While a Franchise is a low risk method of entering and conducting business for a franchisee, franchised businesses can and are unsuccessful. Before you reply to a franchise for sale advertisement you must consider the downsides of a franchise opportunity, including the chief disadvantage of going into any business; the potential to losing the capital and/or assets you have invested in that Low Cost Franchise.
In reviewing with franchise owners who had disputes with their franchisor, or who suffered substantial setbacks and failure, many had only taken into account the advantages of franchising before they opted for on the prospect, but they had not considered the unique obligations that a franchise agreement places upon a franchised owner operator as opposed to an independent business. A wholly independent owner answers only to themselves, while when involved in a Franchise one has responsibility to the franchisor, fellow franchisees and to the business arrangement under which the franchise runs.
Like any business plan, the franchise opportunity has both advantages and disadvantages. In deciding whether a franchise is the right way for you to go into business, understand what the pitfalls of franchising may be, this can lead to a healthier understanding of the franchising business model on the whole.
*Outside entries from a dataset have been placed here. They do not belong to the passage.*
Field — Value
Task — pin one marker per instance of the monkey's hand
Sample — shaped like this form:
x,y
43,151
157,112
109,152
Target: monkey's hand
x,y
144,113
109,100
It will also lead to better decision-making and as a result, a more fulfilling business life as a franchisee.
With planning, the right strategies and foresight, a lot of potential downsides can be kept in perspective, and successfully sorted. Depending on your viewpoint, the disadvantages of choosing a franchise opportunity revolve around the responsibility to follow the franchisor’s structure.
Most franchisors will offer a Franchise For Sale only if one business is run from a specific location or territory permitted and/or specified by the franchisor. In some cases, there are no territories, and a franchise opportunity will be presented that allows a franchise operator in the franchisor’s network to carry out business by competing with other franchisees for the same clients. This has the potential to limit the Franchise Opportunity, and may limit the franchisee in for instance opening other outlets or mobile units, promoting the franchise, or it may result in better franchisees drawing business away from poorer operators in an unrestricted territory model.
Franchise opportunities are often restricted to selling only stock and/or services specified or agreed by the Franchise and in some cases, may only purchase that stock or service from the franchise itself, and no other third-party. Furthermore, the franchisee may be expected to carry specified quantities of certain stock items, regardless of turnover.